- Born: 1963 (age 62–63) Dublin
- Education: University College Dublin
- Known for: Study of emotion
- Scientific career
- Workplaces: University College Dublin Victoria University of Wellington University of Oxford

= Elaine Fox =

Neuroscientist and researcher

Elaine Fox (born 1963) is a Professor of Psychology and Director of the Oxford Centre for Emotions and Affective Neuroscience (OCEAN) at the University of Oxford. Her research considers the science of emotion and what makes some people more resilient than others. As of 2019 Fox serves as the Mental Health Networks Impact and Engagement Coordinator for United Kingdom Research and Innovation.

== Early life and education ==
Fox grew up in Dublin. She studied neuroscience and psychology at the University College Dublin and remained there as a research associate until 1988. She worked in Dublin's St. James's Hospital. In 1988, Fox was appointed as a lecturer at the Victoria University of Wellington in New Zealand. She returned to the University College Dublin in 1993, where she worked as a Senior Lecturer for one year.

== Research and career ==
Fox moved to work at the University of Essex, where she was made a Professor in 2000. In 2007, she was elected Head of the Department of Psychology and the Centre for Brain Science. In 2013, Fox joined the University of Oxford. Here she directs the Oxford Centre for Emotions & Affective Neuroscience (OCEAN).

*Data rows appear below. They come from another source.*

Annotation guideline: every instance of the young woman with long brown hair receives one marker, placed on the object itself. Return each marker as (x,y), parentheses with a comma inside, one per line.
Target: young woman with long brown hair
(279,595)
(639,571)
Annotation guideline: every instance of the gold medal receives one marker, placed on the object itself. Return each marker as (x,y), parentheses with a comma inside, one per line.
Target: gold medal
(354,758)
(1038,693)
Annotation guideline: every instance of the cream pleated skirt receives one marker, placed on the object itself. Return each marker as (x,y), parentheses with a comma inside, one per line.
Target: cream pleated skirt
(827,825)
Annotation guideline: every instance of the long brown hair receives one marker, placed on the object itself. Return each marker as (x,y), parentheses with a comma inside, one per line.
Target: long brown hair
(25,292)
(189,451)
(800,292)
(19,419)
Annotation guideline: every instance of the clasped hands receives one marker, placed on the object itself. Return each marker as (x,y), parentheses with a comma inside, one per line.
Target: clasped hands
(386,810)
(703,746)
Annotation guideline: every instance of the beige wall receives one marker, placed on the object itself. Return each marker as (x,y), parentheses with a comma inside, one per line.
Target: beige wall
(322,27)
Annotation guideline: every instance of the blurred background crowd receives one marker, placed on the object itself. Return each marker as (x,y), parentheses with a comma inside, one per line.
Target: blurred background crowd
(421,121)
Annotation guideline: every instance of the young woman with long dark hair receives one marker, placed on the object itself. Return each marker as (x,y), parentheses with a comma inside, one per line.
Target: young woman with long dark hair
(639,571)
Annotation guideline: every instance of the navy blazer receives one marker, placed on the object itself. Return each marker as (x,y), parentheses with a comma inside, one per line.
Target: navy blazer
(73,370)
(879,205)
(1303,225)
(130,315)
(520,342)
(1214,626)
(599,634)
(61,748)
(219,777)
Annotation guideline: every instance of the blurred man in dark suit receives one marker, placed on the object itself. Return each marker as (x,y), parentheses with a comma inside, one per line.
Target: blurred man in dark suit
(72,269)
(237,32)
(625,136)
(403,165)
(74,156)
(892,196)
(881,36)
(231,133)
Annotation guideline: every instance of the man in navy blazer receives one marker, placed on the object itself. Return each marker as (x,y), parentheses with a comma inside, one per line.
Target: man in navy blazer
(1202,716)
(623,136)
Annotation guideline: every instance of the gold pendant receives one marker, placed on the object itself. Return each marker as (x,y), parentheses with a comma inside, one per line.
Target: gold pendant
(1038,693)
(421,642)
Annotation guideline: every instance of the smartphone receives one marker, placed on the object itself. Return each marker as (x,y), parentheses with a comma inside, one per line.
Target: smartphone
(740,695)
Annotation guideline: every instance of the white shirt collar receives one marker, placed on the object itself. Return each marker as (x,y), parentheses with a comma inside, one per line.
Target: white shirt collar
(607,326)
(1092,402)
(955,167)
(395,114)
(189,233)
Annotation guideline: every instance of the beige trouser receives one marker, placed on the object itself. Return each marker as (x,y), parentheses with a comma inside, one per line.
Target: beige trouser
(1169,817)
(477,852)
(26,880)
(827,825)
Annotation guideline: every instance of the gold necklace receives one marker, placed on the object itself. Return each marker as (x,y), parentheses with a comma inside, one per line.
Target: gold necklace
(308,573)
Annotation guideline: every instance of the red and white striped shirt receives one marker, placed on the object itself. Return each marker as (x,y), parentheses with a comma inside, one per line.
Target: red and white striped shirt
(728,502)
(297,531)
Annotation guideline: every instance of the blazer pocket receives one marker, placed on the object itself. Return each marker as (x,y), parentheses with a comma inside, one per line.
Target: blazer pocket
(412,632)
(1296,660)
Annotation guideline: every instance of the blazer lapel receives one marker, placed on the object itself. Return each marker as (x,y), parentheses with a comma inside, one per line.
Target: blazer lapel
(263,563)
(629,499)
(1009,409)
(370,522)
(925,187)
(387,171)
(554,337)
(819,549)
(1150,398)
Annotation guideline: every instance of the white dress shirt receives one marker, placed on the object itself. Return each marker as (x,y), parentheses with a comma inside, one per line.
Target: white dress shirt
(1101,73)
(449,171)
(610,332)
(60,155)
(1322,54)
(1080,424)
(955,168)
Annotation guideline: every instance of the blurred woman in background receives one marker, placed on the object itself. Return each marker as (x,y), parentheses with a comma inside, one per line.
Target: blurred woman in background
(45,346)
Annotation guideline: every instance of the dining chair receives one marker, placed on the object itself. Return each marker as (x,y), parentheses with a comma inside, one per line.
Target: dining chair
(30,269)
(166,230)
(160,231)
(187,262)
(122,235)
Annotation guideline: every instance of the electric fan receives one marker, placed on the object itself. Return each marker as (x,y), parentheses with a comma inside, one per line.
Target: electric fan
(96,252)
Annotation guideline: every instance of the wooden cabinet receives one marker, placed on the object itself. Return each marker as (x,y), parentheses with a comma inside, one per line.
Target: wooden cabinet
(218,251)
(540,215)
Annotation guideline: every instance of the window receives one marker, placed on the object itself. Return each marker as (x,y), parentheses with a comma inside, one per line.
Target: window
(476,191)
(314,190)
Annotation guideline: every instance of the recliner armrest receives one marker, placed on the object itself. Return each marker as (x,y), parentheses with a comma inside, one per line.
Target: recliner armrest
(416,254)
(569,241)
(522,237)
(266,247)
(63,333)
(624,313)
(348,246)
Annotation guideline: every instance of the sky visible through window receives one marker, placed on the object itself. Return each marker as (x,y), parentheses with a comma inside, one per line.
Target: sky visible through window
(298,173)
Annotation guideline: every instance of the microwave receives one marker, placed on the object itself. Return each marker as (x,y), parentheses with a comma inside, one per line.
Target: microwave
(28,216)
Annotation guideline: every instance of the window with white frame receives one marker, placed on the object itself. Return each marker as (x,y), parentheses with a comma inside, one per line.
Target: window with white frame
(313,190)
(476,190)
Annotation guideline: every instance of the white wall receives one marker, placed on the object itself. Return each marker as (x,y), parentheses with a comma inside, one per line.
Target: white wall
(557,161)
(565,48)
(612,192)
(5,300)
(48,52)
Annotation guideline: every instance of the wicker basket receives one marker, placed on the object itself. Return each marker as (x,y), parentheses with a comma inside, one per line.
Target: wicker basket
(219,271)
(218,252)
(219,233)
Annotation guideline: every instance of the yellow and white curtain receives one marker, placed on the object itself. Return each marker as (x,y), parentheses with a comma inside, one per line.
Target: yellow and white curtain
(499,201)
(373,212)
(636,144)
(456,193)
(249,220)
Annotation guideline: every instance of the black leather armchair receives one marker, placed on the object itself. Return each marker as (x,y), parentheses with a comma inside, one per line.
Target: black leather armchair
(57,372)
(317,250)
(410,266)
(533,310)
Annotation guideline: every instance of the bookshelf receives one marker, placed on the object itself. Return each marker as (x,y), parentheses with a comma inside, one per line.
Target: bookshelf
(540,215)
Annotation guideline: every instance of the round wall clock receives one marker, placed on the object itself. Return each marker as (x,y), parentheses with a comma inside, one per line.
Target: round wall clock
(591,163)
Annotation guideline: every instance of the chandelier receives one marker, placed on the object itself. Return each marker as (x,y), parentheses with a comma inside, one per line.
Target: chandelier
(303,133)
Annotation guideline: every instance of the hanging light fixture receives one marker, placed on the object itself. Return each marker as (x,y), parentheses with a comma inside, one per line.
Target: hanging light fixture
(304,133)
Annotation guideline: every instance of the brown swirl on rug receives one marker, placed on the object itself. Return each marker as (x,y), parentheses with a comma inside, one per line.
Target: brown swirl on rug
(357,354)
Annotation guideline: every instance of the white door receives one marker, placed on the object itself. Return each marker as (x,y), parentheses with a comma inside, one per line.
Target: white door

She was awarded a European Research Council Advanced Investigator Award to study emotional vulnerability, resilience and optimism. In particular, she evaluates why people respond differently to adversity and success. She leads the Cog-BIAS project that looks at what makes particular people vulnerable to developing anxiety disorders. This involves evaluating at how biases in information processing (for example in attention, interpretation) impact emotions. She showed that using Attention Bias Modification (ABM) can be used to modify biased attention to develop emotional resilience. The origins of this bias modification are in the variation of serotonin transporter polymorphism. She found that people who worry more are less likely to be able to control their attention.

Fox identified that the people who inherit two copies of the long variant of the 5-HTTLPR gene avoid negative imagery. She concluded that these people were ready to seek out positive events – an optimistic streak, whilst people with the short variant of the 5-HTTLPR gene are more prone to negative experiences and anxiety. Her work was confirmed by Jan-Emmanuel De Neve, who identified that having two copies of the long variant of the 5-HTTLPR gene correlates with happiness in teenagers.

In October 2019, Fox was appointed the United Kingdom Research and Innovation (UKRI) Mental Health Networks Impact and Engagement Coordinator. In this capacity she will facilitate engagement between the UKRI's mental health networks. She has personally been awarded £450,000 funding to support these activities. The group will progress themes such as inequalities in accessing care, social isolation, student mental health and the value of local communities.

Her research has received significant media coverage, including on ABC News and BBC Horizon, as well as in The New York Times and The Economist. As part of her public engagement around psychology, Fox taught Michael Mosley to be more optimistic. During the experiment, Fox scanned Mosley's brain, and attributed his pessimism to the activity in his right front cortex. She has discussed the power of positivity and mental health with Claudia Hammond.

=== Selected publications ===
Her publications include:

- Fox, Elaine (2013). "Rainy Brain, Sunny Brain: The New Science of Optimism and Pessimism"
- Fox, Elaine (2008). "Emotion Science: An Integration of Cognitive and Neuroscientific Approaches"
- Fox, Elaine (2001). "Do threatening stimuli draw or hold visual attention in subclinical anxiety?"